"Incantations" and Other Stories Symbols, Allegory and Motifs

"Incantations" and Other Stories Symbols, Allegory and Motifs

Tinkling Anklets

In the story "When Anklets Tinkle" the sound produced by the title object is forwarded as proof of the existence of ghosts. The alleged presence of ghosts is merely a sales ruse, but eventually the truth is discovered: the anklets are worn by loose girls visiting a tenant in the night. This causes one of the characters to transform the titular jewelry into a symbol of the sexual double standard which grants leniency to male desires which it does offer equitably to female desires.

Books

The title story is narrated in the first-person by an inexperienced young girl obsessed with books, especially fiction and especially novels of romance. Such is her love of reading that at one point the language explicitly turns to symbolism that compares her obsessive desire for books to a drug.

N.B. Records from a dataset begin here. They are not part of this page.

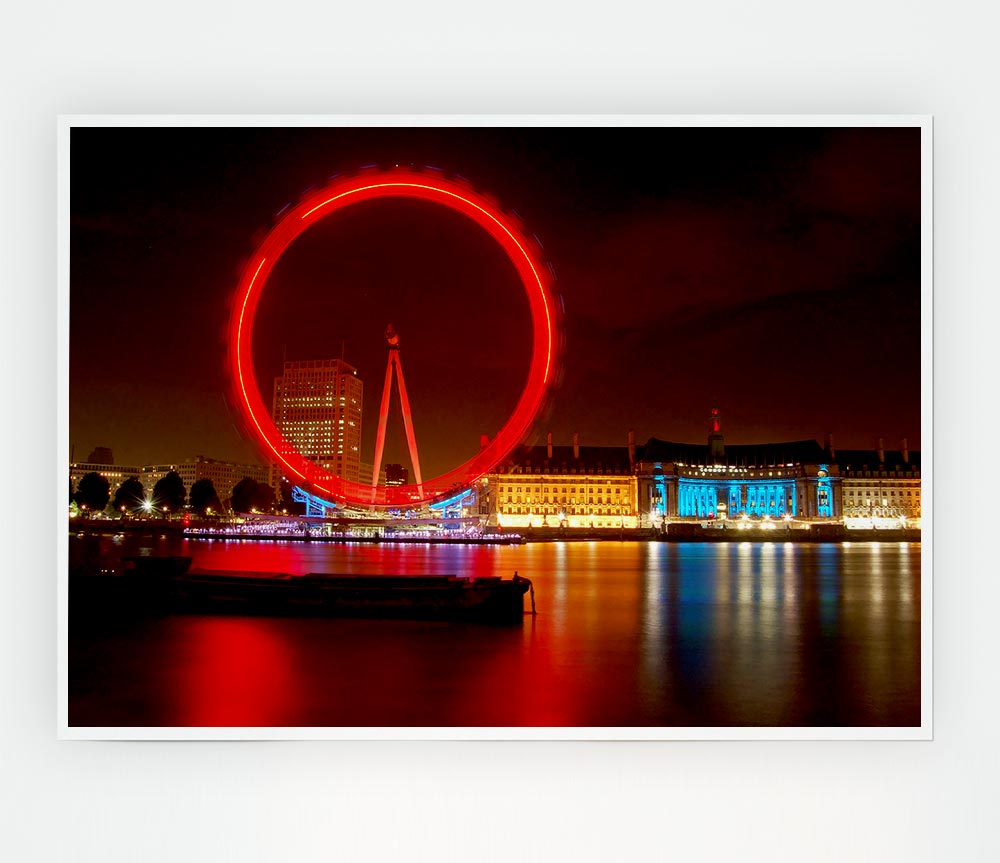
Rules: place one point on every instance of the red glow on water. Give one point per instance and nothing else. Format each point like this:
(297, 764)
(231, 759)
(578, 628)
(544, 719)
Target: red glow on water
(404, 183)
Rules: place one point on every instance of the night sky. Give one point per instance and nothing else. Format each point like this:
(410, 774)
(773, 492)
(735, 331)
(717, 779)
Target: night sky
(774, 273)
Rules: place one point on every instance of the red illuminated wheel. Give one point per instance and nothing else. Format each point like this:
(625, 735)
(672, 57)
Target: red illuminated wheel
(406, 183)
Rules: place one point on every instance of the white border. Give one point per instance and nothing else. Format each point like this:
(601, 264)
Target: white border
(923, 732)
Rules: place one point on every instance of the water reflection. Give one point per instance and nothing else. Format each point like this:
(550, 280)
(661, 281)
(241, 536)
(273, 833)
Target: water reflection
(626, 634)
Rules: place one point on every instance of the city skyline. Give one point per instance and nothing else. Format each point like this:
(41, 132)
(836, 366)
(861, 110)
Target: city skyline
(773, 273)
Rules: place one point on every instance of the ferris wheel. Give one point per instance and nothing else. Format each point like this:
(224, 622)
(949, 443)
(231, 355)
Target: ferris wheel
(536, 277)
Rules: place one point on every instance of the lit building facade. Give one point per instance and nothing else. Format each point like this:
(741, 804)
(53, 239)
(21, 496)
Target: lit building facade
(881, 484)
(562, 487)
(794, 479)
(317, 409)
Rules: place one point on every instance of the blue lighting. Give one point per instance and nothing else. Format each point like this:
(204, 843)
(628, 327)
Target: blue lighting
(315, 506)
(453, 503)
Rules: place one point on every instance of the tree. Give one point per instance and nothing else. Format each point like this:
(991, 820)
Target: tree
(93, 492)
(129, 494)
(243, 495)
(263, 499)
(203, 497)
(169, 493)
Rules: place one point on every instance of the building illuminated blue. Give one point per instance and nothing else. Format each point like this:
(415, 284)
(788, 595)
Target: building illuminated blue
(715, 481)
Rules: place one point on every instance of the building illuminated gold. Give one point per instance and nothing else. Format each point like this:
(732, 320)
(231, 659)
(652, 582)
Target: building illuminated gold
(564, 487)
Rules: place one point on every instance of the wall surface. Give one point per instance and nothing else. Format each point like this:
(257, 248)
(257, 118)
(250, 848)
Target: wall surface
(281, 801)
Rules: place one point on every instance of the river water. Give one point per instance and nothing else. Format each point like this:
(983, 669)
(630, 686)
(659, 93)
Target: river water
(626, 634)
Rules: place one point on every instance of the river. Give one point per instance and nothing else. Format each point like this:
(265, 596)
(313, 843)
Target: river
(626, 634)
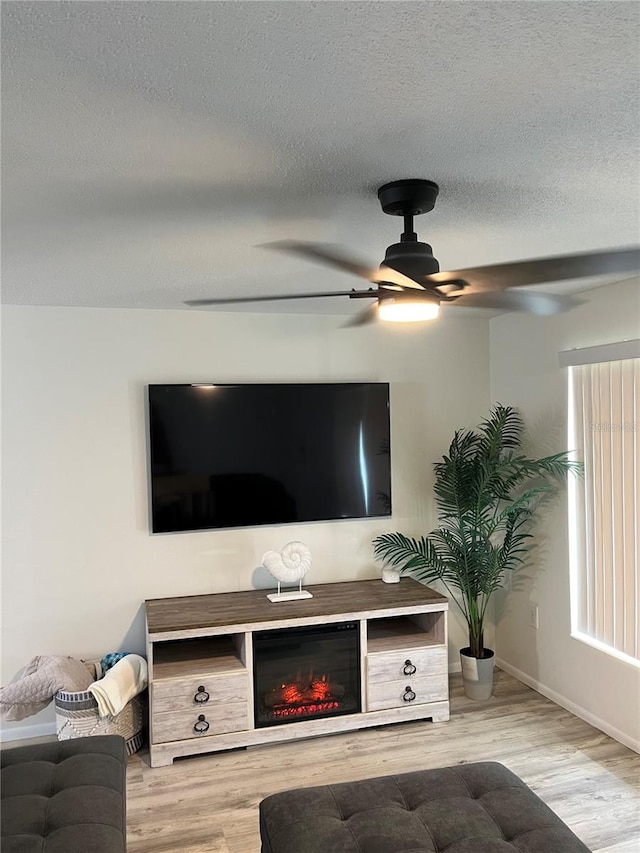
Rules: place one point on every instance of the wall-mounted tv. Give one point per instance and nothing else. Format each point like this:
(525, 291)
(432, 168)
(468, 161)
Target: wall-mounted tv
(224, 456)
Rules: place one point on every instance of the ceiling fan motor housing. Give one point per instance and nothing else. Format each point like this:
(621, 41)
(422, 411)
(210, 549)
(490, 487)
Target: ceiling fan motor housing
(412, 259)
(408, 198)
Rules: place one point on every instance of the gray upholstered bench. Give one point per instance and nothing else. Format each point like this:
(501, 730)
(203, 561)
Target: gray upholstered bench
(65, 797)
(470, 808)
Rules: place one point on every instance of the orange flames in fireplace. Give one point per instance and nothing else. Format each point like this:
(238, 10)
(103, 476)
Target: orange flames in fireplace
(304, 697)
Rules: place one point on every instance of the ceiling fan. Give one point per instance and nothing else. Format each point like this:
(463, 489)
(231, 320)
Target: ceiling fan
(409, 285)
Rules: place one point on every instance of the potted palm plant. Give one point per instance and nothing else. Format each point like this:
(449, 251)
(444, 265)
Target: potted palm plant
(486, 491)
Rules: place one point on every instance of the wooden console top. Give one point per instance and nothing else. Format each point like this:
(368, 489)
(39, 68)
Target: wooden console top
(222, 610)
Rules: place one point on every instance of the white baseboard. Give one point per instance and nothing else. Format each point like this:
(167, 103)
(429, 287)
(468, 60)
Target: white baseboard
(585, 715)
(26, 732)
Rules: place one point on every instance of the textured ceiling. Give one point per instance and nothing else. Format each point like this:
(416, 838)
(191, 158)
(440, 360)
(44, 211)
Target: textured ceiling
(148, 147)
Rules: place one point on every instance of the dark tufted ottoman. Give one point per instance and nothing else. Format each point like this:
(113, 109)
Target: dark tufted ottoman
(471, 808)
(65, 797)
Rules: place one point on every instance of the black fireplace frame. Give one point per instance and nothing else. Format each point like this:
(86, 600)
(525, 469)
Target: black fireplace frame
(346, 631)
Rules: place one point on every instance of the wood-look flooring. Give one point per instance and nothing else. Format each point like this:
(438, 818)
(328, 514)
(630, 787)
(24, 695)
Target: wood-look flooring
(209, 804)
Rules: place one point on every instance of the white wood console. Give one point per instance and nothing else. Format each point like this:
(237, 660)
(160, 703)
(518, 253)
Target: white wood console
(200, 654)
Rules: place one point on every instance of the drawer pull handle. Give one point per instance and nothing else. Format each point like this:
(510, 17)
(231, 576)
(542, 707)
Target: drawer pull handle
(201, 726)
(201, 696)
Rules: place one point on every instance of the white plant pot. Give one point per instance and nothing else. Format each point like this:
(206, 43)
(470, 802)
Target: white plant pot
(477, 674)
(390, 575)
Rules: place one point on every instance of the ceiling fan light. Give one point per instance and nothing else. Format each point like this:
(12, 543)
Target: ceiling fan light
(407, 311)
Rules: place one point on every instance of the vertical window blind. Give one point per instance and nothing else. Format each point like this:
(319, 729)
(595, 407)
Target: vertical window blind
(604, 398)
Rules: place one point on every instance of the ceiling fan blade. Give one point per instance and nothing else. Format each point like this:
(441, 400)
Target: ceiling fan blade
(520, 300)
(544, 270)
(334, 258)
(363, 318)
(279, 298)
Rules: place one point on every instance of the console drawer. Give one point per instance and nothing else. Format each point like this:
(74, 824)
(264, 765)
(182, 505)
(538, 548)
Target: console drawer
(179, 725)
(398, 665)
(202, 691)
(402, 694)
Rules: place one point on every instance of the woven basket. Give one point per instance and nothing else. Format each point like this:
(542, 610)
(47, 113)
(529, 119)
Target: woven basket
(77, 716)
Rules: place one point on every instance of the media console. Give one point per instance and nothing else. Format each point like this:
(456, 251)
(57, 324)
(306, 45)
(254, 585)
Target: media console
(205, 694)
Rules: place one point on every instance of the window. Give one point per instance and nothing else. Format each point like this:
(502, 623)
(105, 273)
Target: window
(604, 505)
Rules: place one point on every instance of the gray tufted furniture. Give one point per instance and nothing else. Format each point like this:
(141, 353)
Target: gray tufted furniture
(65, 797)
(470, 808)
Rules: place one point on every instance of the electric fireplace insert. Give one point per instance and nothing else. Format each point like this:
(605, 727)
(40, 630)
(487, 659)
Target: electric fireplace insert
(306, 673)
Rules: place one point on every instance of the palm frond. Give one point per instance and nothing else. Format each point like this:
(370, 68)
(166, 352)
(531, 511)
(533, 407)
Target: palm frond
(486, 491)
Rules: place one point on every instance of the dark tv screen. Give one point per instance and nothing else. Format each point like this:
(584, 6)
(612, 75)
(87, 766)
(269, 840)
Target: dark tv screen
(226, 456)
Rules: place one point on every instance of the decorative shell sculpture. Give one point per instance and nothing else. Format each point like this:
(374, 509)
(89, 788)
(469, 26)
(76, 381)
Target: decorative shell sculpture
(290, 565)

The drug is really not the books themselves, actually, but the knowledge—often of a forbidden nature—which can be gleaned by reading them.

Rape

The young girl with the overwhelming fondness for reading has an older sister. "Incantations" is really about the marriage of the sister to Nikhil and how that marriage is a living hell defined by rapes at the hand of her husband's brother. The link between the marriage to the Nikhil and submission to the brother as being inextricable is impossible to miss and symbolically situates marriage for Indian woman as being equitable to the offense.

Siddharth

The story "Bahu" is narrated by a wife who winds up rebelling fully against the stifling rigidity of Indian culture which places undo expectations upon the wife by the family of the husband. Siddharth is her husband who shows neither the will nor the ability to stand up for his wife against the relentless pressure of his family. In this way he becomes a symbol of the weakness of the individual man within the larger patriarchal structure of Indian culture.

Home

In nearly every story in the collection, home is situated symbolically not as a place of warmth to return to as a welcome bosom, but as a place from which to escape. Home represents the place where the wife in "Bahu" feels like an outsider amongst her in-laws. Home is the place where the older sister in "Incantations" is violated on two different levels by two different "husbands." Home is site where double standards are routinely accepted by being ignored. Home for many of the women populating these stories is little more than a symbolic prison.